There were also a few dissenters among prominent mainstream journalists, though only a few. Seymour Hersh, famous for his exposés of US government wrongdoing, suggested the sarin used in Ghouta had been obtained by rebels and wrongly claimed in a separate article that a conventional bomb hitting stocks of fertiliser had caused sarin-like effects in Khan Sheikhoun. Both these articles were rejected by his usual American outlets but eventually published – one by the London Review of Books and the other by the German newspaper, Welt. In a TV interview Hersh also denied that chlorine was being used as a chemical weapon. Peter Hitchens, the columnist admired by ex-Newsweek reporter Tareq Haddad, campaigned over what he saw as political manipulation of the OPCW and veteran Middle East reporter Robert Fisk accused the OPCW of “outrageous deceit” over Douma.

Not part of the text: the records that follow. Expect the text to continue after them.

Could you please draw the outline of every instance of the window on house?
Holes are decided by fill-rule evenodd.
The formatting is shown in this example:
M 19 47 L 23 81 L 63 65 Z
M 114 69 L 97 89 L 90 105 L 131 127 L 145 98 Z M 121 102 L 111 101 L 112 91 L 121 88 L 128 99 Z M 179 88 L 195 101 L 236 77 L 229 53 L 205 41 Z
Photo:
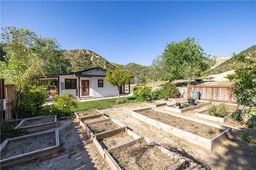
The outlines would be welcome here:
M 98 87 L 103 87 L 103 80 L 98 80 Z
M 65 79 L 65 89 L 76 89 L 76 79 Z

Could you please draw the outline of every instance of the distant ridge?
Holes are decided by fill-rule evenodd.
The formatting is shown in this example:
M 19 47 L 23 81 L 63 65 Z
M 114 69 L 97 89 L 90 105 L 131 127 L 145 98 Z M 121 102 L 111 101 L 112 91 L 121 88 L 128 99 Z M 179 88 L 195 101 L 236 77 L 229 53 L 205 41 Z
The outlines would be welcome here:
M 252 47 L 248 48 L 247 49 L 242 52 L 244 53 L 246 55 L 250 56 L 253 53 L 256 53 L 256 45 L 252 45 Z M 212 58 L 213 59 L 215 57 L 215 56 L 214 57 Z M 224 60 L 225 58 L 223 58 L 223 57 L 218 57 L 218 58 L 221 58 Z M 254 56 L 254 57 L 256 57 Z M 233 70 L 235 68 L 235 64 L 236 63 L 234 57 L 231 56 L 230 59 L 226 60 L 226 61 L 222 62 L 219 65 L 218 65 L 216 67 L 213 68 L 210 68 L 204 71 L 202 74 L 202 77 L 207 77 L 209 75 L 220 74 L 224 72 Z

Not surprisingly, the deniers of chemical attacks complained that they weren’t given a fair hearing. As a general principle, reports on contentious issues should take account of differing points of view but fairness doesn’t necessarily mean all views have to be given equal weight. An example often cited in journalism courses is where one person says it’s raining and another says it’s not. The reporter’s job is to look out of the window and see who is right. Journalists have a duty not to knowingly mislead the public, and giving prominence to fringe views when the evidence doesn’t warrant it isn’t impartiality but a distortion of the truth.